Quando diz “construo fortalezas fonéticas de encanto”, o autor cria uma micropolítica da resistência: se tudo é fluxo, escrever é o gesto maquínico de reterritorializar o caos, de criar consistência estética no meio do ruído digital.

O tom confessional e a autoconsciência do sofrimento revelam um exercício de cuidado de si.
O sujeito foucaultiano aqui é prisioneiro e vigia de si mesmo — “me entrincheiro na escuridão” —, resistente às normas de visibilidade e de performance que o neoliberalismo impõe.
O “cântico mórbido e sibilante” é um ato de escrita como resistência, uma prática de subjetivação que enfrenta o biopoder ao narrar sua própria vulnerabilidade.
No fim, quando o eu projeta que “talvez minha couraça frígida resista”, há uma estética da existência: mesmo o sujeito mais disciplinado pode reinventar-se pela linguagem — a poesia é, aqui, o último espaço de liberdade possível.

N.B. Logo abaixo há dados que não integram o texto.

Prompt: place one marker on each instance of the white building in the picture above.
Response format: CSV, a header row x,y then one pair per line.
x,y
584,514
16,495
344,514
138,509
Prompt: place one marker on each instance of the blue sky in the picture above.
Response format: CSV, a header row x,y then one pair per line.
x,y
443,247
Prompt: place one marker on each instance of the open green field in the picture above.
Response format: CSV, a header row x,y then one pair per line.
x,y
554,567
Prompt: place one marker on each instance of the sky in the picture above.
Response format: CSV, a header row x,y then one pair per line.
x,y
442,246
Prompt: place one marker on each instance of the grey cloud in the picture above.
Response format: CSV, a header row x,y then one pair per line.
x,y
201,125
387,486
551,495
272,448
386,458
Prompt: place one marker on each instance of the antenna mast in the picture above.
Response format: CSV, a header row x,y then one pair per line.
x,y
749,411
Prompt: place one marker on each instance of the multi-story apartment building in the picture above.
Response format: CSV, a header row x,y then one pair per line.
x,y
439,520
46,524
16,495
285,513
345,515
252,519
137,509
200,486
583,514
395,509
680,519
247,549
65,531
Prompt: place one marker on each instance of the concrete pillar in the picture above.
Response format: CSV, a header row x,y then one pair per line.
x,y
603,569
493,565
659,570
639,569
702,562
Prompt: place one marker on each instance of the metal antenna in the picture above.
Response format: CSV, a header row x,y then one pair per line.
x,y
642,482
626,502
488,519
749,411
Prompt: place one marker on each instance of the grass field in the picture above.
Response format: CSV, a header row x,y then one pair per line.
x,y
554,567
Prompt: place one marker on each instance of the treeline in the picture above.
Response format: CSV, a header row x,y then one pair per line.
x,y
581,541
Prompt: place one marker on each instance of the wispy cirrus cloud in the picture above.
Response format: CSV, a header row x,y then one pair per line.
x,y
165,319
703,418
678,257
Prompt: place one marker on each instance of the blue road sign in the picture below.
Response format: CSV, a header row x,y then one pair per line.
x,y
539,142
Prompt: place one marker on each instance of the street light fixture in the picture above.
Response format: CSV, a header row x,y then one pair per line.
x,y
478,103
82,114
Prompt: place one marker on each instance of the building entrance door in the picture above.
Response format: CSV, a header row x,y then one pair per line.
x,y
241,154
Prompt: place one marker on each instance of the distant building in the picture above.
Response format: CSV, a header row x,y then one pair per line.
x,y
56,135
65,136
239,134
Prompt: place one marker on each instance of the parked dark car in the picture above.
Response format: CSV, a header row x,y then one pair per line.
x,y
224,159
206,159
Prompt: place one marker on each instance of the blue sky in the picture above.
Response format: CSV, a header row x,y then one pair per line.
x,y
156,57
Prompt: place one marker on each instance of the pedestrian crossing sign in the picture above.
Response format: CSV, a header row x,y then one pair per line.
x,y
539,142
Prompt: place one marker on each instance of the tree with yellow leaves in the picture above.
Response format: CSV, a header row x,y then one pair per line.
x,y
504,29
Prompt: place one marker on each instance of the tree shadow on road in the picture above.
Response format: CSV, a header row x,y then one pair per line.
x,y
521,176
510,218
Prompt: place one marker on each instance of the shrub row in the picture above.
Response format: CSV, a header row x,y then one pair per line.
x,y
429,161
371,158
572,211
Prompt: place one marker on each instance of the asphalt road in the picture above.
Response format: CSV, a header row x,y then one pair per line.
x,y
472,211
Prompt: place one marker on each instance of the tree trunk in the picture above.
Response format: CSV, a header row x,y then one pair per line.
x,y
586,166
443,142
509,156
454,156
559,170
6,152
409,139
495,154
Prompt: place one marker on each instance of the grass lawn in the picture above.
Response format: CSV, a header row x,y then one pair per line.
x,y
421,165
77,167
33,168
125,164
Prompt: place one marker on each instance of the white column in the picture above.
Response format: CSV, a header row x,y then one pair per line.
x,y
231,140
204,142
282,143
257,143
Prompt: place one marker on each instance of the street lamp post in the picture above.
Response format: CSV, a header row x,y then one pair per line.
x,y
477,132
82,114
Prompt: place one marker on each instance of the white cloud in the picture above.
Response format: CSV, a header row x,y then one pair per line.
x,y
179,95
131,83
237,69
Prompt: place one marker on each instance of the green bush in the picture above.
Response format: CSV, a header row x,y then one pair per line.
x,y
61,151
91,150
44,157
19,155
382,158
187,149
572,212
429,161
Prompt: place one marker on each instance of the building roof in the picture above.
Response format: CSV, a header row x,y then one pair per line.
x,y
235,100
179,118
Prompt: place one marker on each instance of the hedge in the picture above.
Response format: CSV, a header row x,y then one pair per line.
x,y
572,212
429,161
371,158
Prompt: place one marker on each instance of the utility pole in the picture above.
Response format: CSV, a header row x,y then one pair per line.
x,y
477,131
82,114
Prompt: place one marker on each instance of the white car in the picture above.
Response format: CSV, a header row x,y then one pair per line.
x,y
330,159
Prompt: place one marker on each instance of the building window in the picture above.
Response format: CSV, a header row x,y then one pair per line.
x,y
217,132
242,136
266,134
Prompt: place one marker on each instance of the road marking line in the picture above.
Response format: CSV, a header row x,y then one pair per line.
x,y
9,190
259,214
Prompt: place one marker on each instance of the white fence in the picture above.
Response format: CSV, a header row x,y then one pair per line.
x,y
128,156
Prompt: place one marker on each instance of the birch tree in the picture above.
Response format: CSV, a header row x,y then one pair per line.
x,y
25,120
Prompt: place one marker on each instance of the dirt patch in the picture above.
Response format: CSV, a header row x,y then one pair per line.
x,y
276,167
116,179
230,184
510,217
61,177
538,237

“Liquidifeito” encena a travessia de um sujeito que, entre o trauma e a tecnologia, tenta salvar o humano pela palavra.

Para Lacan, é o lamento da falta.

Para Bauman, o retrato da dissolução social.

Para Guattari, a recombinação maquínica da subjetividade.

Para Foucault, o gesto ético-estético de quem escreve para não desaparecer.


O poema é, portanto, um manifesto melancólico da era digital — um espelho estilhaçado onde o eu se reconhece em cada caco, sabendo que a unidade é impossível, mas ainda assim necessária para continuar existindo.